South Asian Insider
Opinion and Editorial
The sharp dip in US-China ties
In the wake of pandemic, the rift between the United States (US) and China has deepened. Washington has said it will scrap the phase one trade deal it made with Beijing in January. The Donald Trump administration is also speaking to countries such as India about the possibility of ripping out electronic and healthcare supply chains from China. As the US president blames China for Covid-19, Chinese official media mocks the bungled US response to the pandemic.
The abusive language at the highest levels of government on both sides is unusual and dangerous. Governments keep ambassadors out of the nastiest frays so that they have a path towards negotiations and reconciliation. Talk of a trade war even as the world is slipping into a recession could not be more badly timed. All is fair in trade and war, but when superpowers have only battle plans as blueprints to handle bilateral relations, the resulting scenarios range from bad to worse. That all this is happening during a global health crisis makes it even more perilous. India leans towards the US but keeps an outstretched hand to China. This allows it to maximise benefits. New Delhi has been careful not to call out Beijing regarding its handling of the outbreak. Yet, it has worked more closely with the US on almost every other element of the pandemic. Its reward: tangible assistance and public praise from both sides. The economic gains from supply chain distribution are potentially enormous but are seriously diminished if they require India to align with a single pole.
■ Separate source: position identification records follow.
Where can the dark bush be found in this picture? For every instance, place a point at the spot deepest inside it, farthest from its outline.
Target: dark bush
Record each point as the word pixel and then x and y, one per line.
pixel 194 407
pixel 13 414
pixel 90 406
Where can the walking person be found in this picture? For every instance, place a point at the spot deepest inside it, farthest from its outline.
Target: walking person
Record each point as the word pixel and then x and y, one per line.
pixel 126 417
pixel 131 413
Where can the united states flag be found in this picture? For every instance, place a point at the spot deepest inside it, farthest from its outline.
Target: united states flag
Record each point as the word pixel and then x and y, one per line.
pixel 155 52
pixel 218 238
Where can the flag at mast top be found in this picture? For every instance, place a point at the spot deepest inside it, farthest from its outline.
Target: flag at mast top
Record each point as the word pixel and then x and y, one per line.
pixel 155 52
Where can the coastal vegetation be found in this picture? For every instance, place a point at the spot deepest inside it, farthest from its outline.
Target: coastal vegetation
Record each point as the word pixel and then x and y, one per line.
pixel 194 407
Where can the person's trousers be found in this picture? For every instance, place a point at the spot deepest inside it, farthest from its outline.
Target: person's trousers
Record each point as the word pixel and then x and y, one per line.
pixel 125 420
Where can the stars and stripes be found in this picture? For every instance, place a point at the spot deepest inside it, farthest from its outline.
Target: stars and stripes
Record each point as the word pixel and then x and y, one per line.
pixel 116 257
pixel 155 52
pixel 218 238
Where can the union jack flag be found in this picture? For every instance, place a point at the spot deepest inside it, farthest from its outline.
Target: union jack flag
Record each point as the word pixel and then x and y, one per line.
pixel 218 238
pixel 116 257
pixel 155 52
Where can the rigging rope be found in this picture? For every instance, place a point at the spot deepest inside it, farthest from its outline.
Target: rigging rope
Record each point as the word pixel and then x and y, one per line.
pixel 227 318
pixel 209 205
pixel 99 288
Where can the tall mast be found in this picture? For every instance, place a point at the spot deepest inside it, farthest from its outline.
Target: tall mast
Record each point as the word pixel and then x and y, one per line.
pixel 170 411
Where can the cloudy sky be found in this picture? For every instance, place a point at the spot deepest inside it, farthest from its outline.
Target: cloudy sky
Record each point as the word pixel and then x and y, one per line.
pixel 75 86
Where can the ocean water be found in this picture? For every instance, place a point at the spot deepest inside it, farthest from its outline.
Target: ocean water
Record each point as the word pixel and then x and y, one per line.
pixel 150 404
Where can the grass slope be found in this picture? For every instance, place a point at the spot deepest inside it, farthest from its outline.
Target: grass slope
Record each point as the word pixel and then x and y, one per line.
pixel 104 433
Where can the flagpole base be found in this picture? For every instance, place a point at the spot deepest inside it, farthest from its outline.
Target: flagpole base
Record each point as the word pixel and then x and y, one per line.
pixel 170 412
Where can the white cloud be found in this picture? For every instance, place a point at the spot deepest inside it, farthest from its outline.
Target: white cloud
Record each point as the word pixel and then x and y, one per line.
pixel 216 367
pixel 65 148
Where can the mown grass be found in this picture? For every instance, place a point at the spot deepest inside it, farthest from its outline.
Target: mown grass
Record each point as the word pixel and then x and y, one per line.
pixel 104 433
The challenge for India will be to continue its present soft balancing against China without being drawn into a US containment policy, which, it is unclear Washington has either the will or the way to impose. Fortunately, India has sufficient heft that both the US or China know they must persuade rather than coerce New Delhi. Multi-alignment is the catchphrase of Indian diplomacy today, but at its core is the belief India must avoid choosing between sides until the time it is powerful enough that the choice become irrelevant. The next six months will test whether a foreign policy hedge can grow during a geopolitical storm.